A faculty member at George Washington University in Washington, D.C., with an anti-Israel history has been named interim dean of the university’s Elliott School of International Affairs.
Ilana Feldman, vice dean of the Elliott School and professor of anthropology, history and international affairs, will serve as the school’s interim dean while a search is underway for a permanent successor to veteran U.S. diplomat Reuben Brigety II, who was named earlier this year as vice chancellor and president of Sewanee: The University of the South in Tennessee, announced GW provost Brian Blake on Monday.
“Dr. Feldman brings to the interim dean role more than a decade of teaching and administrative experience at GW, most recently as vice dean at Elliott,” said Blake in a university statement. “As an expert in her field with close working relationships with faculty, students and staff, she is an excellent choice to serve in this role. We are excited and pleased that she will lead Elliott during this challenging time.”
Feldman, however, has a record of delegitimizing the Jewish state as an activist in the anti-Israel BDS movement with some of her academic work glossing over Palestinian terrorism.
In 2014, she signed a letter condemning Israel’s defensive actions in Gaza in response to Hamas launching rocket attacks from there into Israel, calling it “the wholesale slaughter of a civilian population.”
She is a member of the American Anthropological Association (AAA) and was part of a group that in 2016 unsuccessfully called for an AAA boycott of Israeli academic institutions.
In a March 2016 webinar, Feldman said, “Questions about ‘why boycott Israel and not North Korea or China?’ seem to entirely miss the point that boycott is a political act and not just a statement of position. In voting for boycott, we have the opportunity to join a movement that is already strong and getting stronger.”
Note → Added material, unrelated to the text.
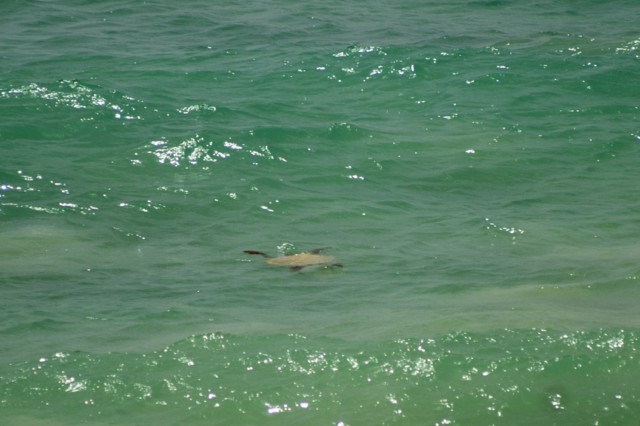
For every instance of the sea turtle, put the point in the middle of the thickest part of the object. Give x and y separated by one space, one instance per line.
299 261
In a statement posted on Facebook, the student organization GW for Israel objected to Feldman’s appointment “to the highest degree.”
The group said that “as a fervent supporter” of BDS, Feldman “isolates Israeli students in the ESIA as well as the hundreds of students who support a Jewish State of Israel. GW for Israel supports a two-state solution where both Israelis and Palestinians can live in prosperity alongside each other.”
“The BDS movement does not support a two-state solution, seeks to exclude Israel and the Israeli people from the academic, economic and cultural life from the rest of the world, and undermines direct peace negotiations between the two parties.”
While GW for Israel acknowledged “the importance of having an array of viewpoints and opinions within the faculty and administration at GW in order to provide students with the most well-rounded, educated frames of reference,” the group expressed that “the outwardly anti-Israel sentiment Professor Feldman has repeatedly demonstrated will prevent from doing so while simultaneously targeting Israeli and Jewish students who have already faced harsh discrimination and hatred.”